Alice in Wonderland by Lewis Carroll – A book published before 1850
To be honest, I struggle with the writing styles in this period, and so I looked for something weird and short, which is definitely Alice in Wonderland. I think I would have enjoyed it more if I was under the influence of something while I was reading it, so I may try it again. But it was just very strange, and not in a way that I consider interesting. This is coming from someone who enjoys postmodern writing. So, read it if you want, but I would suggest being affected while doing so.

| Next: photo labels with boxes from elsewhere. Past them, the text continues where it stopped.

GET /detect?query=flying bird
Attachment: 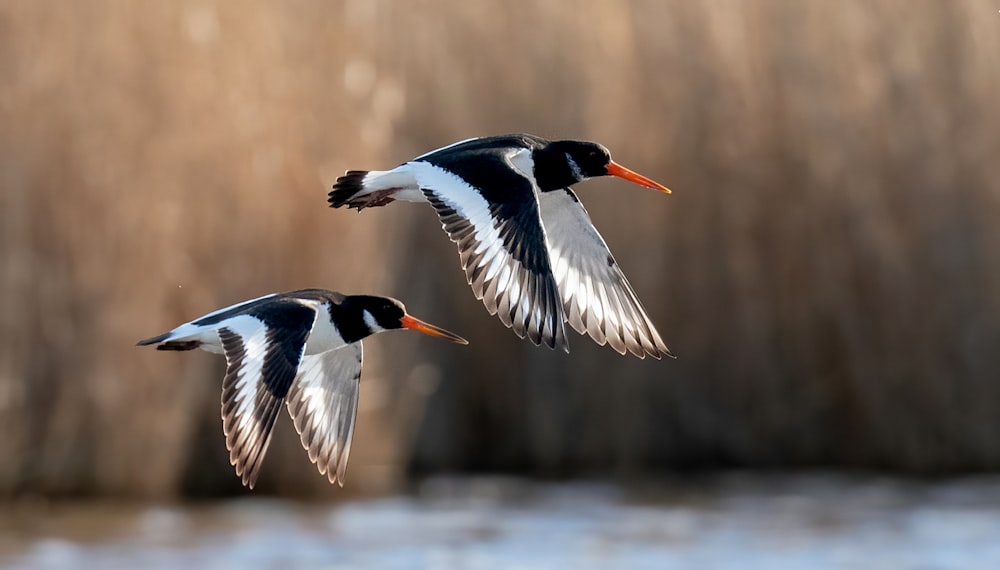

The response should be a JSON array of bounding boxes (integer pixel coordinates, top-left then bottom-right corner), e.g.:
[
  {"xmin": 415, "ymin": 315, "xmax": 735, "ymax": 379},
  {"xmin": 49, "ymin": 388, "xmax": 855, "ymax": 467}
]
[
  {"xmin": 329, "ymin": 134, "xmax": 673, "ymax": 359},
  {"xmin": 138, "ymin": 289, "xmax": 468, "ymax": 489}
]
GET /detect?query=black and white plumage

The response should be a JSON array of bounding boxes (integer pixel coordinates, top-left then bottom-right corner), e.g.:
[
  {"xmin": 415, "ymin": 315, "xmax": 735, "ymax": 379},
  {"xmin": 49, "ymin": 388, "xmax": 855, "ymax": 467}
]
[
  {"xmin": 329, "ymin": 134, "xmax": 673, "ymax": 358},
  {"xmin": 138, "ymin": 289, "xmax": 468, "ymax": 488}
]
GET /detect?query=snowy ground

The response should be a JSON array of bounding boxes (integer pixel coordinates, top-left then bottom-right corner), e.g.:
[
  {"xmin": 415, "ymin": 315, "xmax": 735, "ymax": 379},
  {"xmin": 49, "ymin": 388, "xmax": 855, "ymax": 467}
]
[{"xmin": 0, "ymin": 474, "xmax": 1000, "ymax": 570}]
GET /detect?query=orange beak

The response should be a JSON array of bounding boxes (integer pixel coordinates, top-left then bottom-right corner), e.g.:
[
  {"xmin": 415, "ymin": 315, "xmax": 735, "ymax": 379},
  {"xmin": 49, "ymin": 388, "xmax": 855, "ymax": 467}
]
[
  {"xmin": 608, "ymin": 160, "xmax": 670, "ymax": 194},
  {"xmin": 399, "ymin": 315, "xmax": 469, "ymax": 344}
]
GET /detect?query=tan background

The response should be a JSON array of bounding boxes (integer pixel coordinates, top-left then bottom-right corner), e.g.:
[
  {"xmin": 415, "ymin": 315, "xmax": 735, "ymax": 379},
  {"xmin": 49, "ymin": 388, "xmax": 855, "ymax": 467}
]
[{"xmin": 0, "ymin": 0, "xmax": 1000, "ymax": 497}]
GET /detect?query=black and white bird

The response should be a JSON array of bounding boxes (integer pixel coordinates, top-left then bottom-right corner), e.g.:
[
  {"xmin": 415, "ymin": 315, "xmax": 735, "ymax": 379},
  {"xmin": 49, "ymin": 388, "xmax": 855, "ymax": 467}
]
[
  {"xmin": 329, "ymin": 134, "xmax": 673, "ymax": 358},
  {"xmin": 138, "ymin": 289, "xmax": 468, "ymax": 489}
]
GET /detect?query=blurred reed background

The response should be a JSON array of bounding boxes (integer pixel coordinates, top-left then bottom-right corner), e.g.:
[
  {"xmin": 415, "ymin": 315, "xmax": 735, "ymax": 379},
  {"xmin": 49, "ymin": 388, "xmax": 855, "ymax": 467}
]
[{"xmin": 0, "ymin": 0, "xmax": 1000, "ymax": 498}]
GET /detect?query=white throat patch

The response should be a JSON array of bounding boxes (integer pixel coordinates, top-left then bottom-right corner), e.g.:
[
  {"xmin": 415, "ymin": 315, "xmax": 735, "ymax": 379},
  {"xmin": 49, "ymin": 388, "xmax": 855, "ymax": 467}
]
[
  {"xmin": 363, "ymin": 309, "xmax": 385, "ymax": 333},
  {"xmin": 566, "ymin": 152, "xmax": 587, "ymax": 180}
]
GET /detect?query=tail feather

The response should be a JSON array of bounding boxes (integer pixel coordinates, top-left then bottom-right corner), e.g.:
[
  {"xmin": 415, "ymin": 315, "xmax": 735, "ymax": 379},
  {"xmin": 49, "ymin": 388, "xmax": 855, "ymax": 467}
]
[
  {"xmin": 156, "ymin": 340, "xmax": 201, "ymax": 351},
  {"xmin": 135, "ymin": 331, "xmax": 202, "ymax": 351},
  {"xmin": 135, "ymin": 333, "xmax": 171, "ymax": 346},
  {"xmin": 327, "ymin": 170, "xmax": 368, "ymax": 210}
]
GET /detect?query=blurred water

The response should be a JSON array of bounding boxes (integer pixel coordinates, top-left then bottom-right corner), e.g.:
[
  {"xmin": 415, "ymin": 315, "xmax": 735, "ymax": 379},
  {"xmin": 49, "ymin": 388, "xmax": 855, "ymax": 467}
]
[{"xmin": 0, "ymin": 474, "xmax": 1000, "ymax": 570}]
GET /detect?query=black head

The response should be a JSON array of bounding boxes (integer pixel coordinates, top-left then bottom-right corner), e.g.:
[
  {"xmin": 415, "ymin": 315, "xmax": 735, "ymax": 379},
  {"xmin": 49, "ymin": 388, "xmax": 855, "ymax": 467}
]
[
  {"xmin": 533, "ymin": 141, "xmax": 670, "ymax": 194},
  {"xmin": 534, "ymin": 141, "xmax": 611, "ymax": 191},
  {"xmin": 341, "ymin": 295, "xmax": 469, "ymax": 344}
]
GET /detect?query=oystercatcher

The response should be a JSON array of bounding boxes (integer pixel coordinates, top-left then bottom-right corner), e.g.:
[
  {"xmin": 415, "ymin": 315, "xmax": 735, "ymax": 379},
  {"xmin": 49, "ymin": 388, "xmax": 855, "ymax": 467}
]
[
  {"xmin": 138, "ymin": 289, "xmax": 468, "ymax": 489},
  {"xmin": 329, "ymin": 134, "xmax": 673, "ymax": 358}
]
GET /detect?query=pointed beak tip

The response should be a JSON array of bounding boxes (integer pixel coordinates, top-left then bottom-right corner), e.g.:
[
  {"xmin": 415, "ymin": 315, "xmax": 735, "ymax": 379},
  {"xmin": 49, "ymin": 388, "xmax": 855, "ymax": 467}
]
[
  {"xmin": 401, "ymin": 315, "xmax": 469, "ymax": 344},
  {"xmin": 607, "ymin": 161, "xmax": 673, "ymax": 194}
]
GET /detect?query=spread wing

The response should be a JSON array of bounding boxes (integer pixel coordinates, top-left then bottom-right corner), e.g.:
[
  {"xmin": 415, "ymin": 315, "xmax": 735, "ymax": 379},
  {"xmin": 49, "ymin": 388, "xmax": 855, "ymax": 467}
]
[
  {"xmin": 218, "ymin": 301, "xmax": 316, "ymax": 489},
  {"xmin": 538, "ymin": 188, "xmax": 673, "ymax": 358},
  {"xmin": 407, "ymin": 155, "xmax": 569, "ymax": 352},
  {"xmin": 288, "ymin": 342, "xmax": 362, "ymax": 486}
]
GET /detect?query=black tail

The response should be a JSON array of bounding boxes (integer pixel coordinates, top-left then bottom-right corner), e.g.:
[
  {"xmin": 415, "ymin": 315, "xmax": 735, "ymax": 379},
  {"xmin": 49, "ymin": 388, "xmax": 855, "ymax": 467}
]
[
  {"xmin": 327, "ymin": 170, "xmax": 368, "ymax": 210},
  {"xmin": 135, "ymin": 333, "xmax": 201, "ymax": 350},
  {"xmin": 156, "ymin": 340, "xmax": 201, "ymax": 351},
  {"xmin": 135, "ymin": 333, "xmax": 170, "ymax": 346}
]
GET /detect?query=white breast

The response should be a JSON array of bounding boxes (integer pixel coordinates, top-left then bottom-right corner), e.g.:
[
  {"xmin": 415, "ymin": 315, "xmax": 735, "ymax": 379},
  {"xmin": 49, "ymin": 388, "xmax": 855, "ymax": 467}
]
[{"xmin": 305, "ymin": 303, "xmax": 347, "ymax": 354}]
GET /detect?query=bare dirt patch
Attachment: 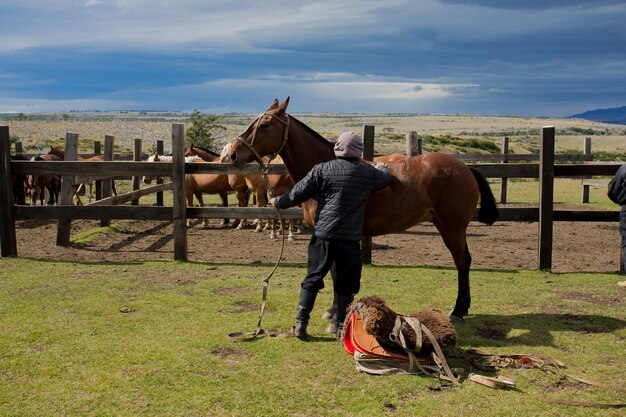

***Brown Girl Dreaming by Jacqueline Woodson – A book published this year
I like this category because I had a very difficult time picking just one book. This will serve as a good strategy in the future if I am in need of a book I want to read. (Actually, the sci-fi book was also recently published. I couldn’t help myself.) I was excited for this book for two reasons: 1) It was written from the perspective that mainstream media rarely represents – a black girl, and 2) It was written as poetry, but not the dense, metaphor-driven type, more like spoken word poetry on paper. The author chose the perfect medium to relate her tale. Sometimes your standard novel format just doesn’t do a story justice, and I believe that would have been the case for this story. I wish that more authors experimented with storytelling and form. Beautifully done.
***Daring Greatly by Brené Brown – A self-improvement book
I am wary of this genre in general, and while I have since come across other titles that seem like they could be a good read, I wanted to stick with someone I knew would be good. Brené Brown did not disappoint. I literally want to buy a box of this book and just randomly give them to friends whom I think could benefit from its lessons. Her writing is so relatable that anyone can read it and understand the words (in fact, it’s almost too relatable, in that I feel it’s a little wordy, but…editing choices and all.) While the concepts are trickier to understand, Brené has a knack for breaking down complex emotional responses into an easily comprehendible explanation.